Secara garis besar, pelaksanaan peta jalan ini dibagi tiga tahap. Tahap Pertama, penentuan definisi, tingkat keterbukaan informasi, dan penentuan cara paling efektif terkait beneficial owner untuk manajemen data dan cara pengumpulan data pada tahun 2017. Tahap Kedua, penentuan kementerian atau lembaga yang bertanggungjawab dalam pelaporan beneficial owner sekaligus pengembangan kerangka institusi dan hukum pada tahun 2018. Dalam tahap ini juga akan dilakukan kajian terkait regulasi yang menghambat atau mendukung pelaksanaan serta sosialisasi aturan transparansi ini pada industri ekstraktif. Tahap terakhir, pada tahun 2019 masuk ke tahap pelaksanaan.

“Tujuan EITI ini untuk meningkatkan kepatuhan dan reputasi dari negara. Artinya ketika, bisnis tambang transpasran, maka governance akan lebih baik,” kata Peneliti dari Publish What You Pay (PWYP) Indonesia, Agung Budiono kepada hukumonline akhir Mei lalu.

Pelaksanaan peta jalan itu nantinya memang akan melibatkan sejumlah instansi, diantaranya Kementerian Koordinator Bidang Perekonomian, Bappenas Kementerian Hukum dan HAM, Kementerian Keuangan, Kantor Staf Presiden (KSP), Komisi Pemberantasan Korupsi (KPK), Pusat Pelaporan dan Analisis Transaksi Keuangan (PPATK), Otoritas Jasa Keuangan (OJK), hingga Bank Indonesia (BI).

Masing-masing kementerian/lembaga juga menyiapkan kajian untuk menentukan apakah butuh payung hukum untuk pelaksanaannya. Seperti misalnya draf rancangan Perpres tentang Penerapan Prinsip Mengenali Pemilik Manfaat dari Korporasi dalam Rangka Pencehgan dan Pemberantasan Tindak Pidana Pencucian Uang dan Tindak Pidana Terorisme yang dikoordinatori PPATK jadi salah satu contoh pengajuan payung hukum pelaksanaan beneficial owner.

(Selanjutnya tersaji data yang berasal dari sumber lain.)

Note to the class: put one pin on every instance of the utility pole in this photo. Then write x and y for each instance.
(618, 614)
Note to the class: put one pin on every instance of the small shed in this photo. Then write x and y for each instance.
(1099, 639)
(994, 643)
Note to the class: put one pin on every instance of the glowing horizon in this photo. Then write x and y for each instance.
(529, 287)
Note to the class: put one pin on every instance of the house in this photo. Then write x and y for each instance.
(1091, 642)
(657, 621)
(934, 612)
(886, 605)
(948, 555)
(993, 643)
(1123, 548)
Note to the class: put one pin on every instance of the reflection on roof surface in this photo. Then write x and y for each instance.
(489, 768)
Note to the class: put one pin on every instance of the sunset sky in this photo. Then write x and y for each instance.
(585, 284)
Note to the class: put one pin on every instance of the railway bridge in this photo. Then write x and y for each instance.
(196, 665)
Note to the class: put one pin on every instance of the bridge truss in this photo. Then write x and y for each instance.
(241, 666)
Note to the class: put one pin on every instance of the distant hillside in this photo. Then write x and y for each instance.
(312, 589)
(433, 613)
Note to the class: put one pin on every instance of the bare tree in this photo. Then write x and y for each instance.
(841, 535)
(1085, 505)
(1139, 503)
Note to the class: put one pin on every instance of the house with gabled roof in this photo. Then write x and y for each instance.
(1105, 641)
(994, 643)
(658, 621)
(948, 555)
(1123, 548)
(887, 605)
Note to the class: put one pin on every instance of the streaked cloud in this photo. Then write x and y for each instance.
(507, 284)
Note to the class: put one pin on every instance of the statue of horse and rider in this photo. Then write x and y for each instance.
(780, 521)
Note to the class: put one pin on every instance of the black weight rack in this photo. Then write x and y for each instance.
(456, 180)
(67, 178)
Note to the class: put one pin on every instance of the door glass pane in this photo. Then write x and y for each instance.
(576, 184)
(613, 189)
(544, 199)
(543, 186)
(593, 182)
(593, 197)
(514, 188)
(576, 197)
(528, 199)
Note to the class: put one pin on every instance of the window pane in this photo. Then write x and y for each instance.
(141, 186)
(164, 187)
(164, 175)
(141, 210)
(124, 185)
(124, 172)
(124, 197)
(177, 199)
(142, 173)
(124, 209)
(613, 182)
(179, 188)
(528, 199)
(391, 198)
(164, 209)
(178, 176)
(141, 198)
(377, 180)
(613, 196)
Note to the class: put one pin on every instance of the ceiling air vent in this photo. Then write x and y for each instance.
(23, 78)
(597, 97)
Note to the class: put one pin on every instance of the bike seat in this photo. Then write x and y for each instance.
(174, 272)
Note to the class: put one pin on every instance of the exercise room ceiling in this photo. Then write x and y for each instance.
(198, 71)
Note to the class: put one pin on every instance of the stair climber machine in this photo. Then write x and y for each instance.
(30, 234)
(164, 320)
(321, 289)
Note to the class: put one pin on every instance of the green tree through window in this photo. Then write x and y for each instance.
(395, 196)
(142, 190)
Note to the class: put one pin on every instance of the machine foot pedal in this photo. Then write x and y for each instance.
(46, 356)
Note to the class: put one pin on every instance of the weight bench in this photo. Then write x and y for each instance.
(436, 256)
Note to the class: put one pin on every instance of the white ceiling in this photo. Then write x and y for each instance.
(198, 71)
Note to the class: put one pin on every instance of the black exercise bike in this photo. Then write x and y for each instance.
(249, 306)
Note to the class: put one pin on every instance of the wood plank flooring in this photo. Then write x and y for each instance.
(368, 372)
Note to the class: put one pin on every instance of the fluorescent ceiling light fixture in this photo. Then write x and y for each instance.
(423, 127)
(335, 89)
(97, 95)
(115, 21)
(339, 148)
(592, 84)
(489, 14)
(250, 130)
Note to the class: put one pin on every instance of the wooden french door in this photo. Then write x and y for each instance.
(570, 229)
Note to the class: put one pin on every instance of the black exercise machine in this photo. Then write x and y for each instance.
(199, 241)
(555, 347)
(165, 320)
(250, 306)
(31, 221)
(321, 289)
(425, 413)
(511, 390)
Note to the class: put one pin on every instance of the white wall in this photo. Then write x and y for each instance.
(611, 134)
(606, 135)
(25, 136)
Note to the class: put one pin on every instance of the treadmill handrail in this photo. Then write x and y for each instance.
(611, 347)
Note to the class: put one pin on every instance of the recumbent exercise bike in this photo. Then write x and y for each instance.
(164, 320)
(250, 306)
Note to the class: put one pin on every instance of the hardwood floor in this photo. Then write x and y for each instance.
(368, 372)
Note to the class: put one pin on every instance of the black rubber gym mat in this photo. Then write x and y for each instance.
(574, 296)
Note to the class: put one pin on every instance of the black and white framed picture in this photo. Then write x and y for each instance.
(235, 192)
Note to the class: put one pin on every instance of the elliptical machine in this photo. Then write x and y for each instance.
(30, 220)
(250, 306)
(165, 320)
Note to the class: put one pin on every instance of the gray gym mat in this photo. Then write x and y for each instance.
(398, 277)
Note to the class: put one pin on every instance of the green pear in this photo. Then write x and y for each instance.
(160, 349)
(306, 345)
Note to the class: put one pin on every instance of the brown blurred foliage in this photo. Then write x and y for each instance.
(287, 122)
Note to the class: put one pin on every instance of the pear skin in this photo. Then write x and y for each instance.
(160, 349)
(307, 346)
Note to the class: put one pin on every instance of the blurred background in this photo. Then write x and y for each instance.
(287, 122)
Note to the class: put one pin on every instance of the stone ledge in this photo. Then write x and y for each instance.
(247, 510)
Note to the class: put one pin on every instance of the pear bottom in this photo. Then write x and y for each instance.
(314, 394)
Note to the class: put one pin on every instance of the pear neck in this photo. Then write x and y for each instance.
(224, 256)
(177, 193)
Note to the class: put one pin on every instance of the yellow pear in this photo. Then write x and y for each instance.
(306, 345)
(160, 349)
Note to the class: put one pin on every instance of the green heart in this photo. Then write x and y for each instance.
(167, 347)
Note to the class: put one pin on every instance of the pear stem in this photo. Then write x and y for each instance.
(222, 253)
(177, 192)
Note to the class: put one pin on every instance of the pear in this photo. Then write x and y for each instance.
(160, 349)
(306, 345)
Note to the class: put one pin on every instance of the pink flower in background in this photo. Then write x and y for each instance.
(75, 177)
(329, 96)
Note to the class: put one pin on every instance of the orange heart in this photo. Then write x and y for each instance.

Kemenkumham juga sedang menunggu Keputusan Presiden (Keppres) agar pengajuan Perpres dapat segera dilakukan. Pengajuan Perpres itu dilakukan karena tidak ada pendelegasian beneficial owner di peraturan yang setingkat undang-undang. Dalam hal ini, Kemenkumham tidak bisa mengajukan Rancangan Peraturan Pemerintah (RPP) apabila tak ada undang-undang yang memayungi beneficial owner

Selain itu, KPK juga melakukan kajian kedua yang juga berisi risk assessment pelaksanaan beneficial owner. Kajian akan menentukan beberapa hal penting seperti tingkat keterbukaan dan siapa yang dapat mengakses informasi beneficial owner. Kajian KPK diperkirakan akan selesai di bulan Agustus 2017.